How Beer Helped Shaping Data Science
Guinness is one of the most successful alcohol brands worldwide. Sales in 2011 amounted to 850,000,000 liters. But that wouldn’t have been possible if a statistician named William Sealy Gosset had not developed a smart solution 120 years ago.
In October 1886, Guinness became a public company and investors poured money into it. Guinness used this money wisely. They wanted to reform the way they make beer. However, they didn't only invest in better equipment or ingredients but also turned to science and hired statistician William Sealy Gosset as Head Experimental Brewer in 1899. The goal was to achieve better beers with quality controls and improved processes.
The scientist had two big issues:
1. Their sample size was really small.
2. The variance in the observations was big.
Testing every new batch of beer where you only tweaked a little bit in the ingredients was not cost-effective. They needed a reliable way to test which differences mattered or were significant. A significance test.

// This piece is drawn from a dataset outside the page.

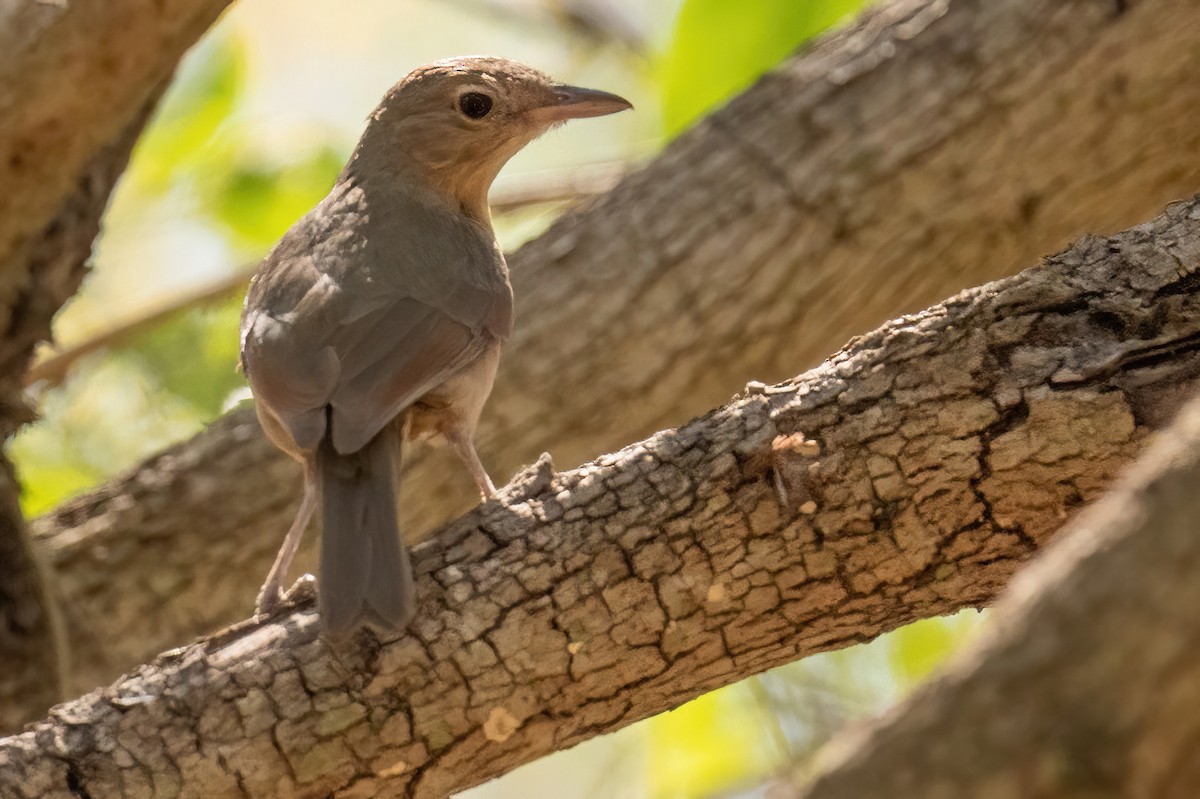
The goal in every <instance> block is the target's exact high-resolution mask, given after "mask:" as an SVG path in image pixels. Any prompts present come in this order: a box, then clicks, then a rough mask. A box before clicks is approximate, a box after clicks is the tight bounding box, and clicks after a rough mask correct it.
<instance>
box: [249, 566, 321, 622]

Gosset developed a test that addressed the issue of making inferences from small sample sizes. He published his findings in 1908 under the pseudonym "Student" because Guinness had a policy against employees publishing work under their names. That's how the Student's t-test was born.
Imagine you have ten fields side by side and you plant one of two barley (an ingredient for beer) varieties in alternating fields. After harvesting, you measure the yield from each field. Some fields will have better yields than others. But is that difference real - caused by the barley variety - or is it just natural variation?
Gosset used the following calculation to answer the question: The difference in means divided by the standard deviation, adjusted for the sample size. This gave him a number, which he could then compare to a probability table to see how likely it was that the differences in yield had happened purely by chance. After the comparison, he could conclude if one barley was better or not.
The T-test started as a practical tool for a brewery, but it became one of the most widely used statistical methods in science.
I read this story in the book How Data Happened by Chris Wiggins and Matthew L. Jones. Awesome book! It is interesting to read about how the tools and methods we are working with every day evolved during history. Years and years of research on beer gave us statistical cornerstones.
From this story, I also learned that we need to be open-minded. How can we transfer a new practice that has proven successful in one industry to another? Gosset was searching for better beer, but revolutionized statistics and hence all the other industries using T-test. Data Science is packed with similar stories.
Neural Networks are inspired by neuroscience
In the late 1940s, Stanisław Ulam invented the modern version of the Monte Carlo method while he was working on nuclear weapons projects. Today it is one of the most used methods in finance.
Reinforcement learning was inspired by behavioral psychology. We teach Self-driving cars with reward-based learning.
By looking beyond our industries, we can find ideas that reshape the way we solve problems.
The next big breakthrough might already exist. We just need to borrow and apply it in a whole new way.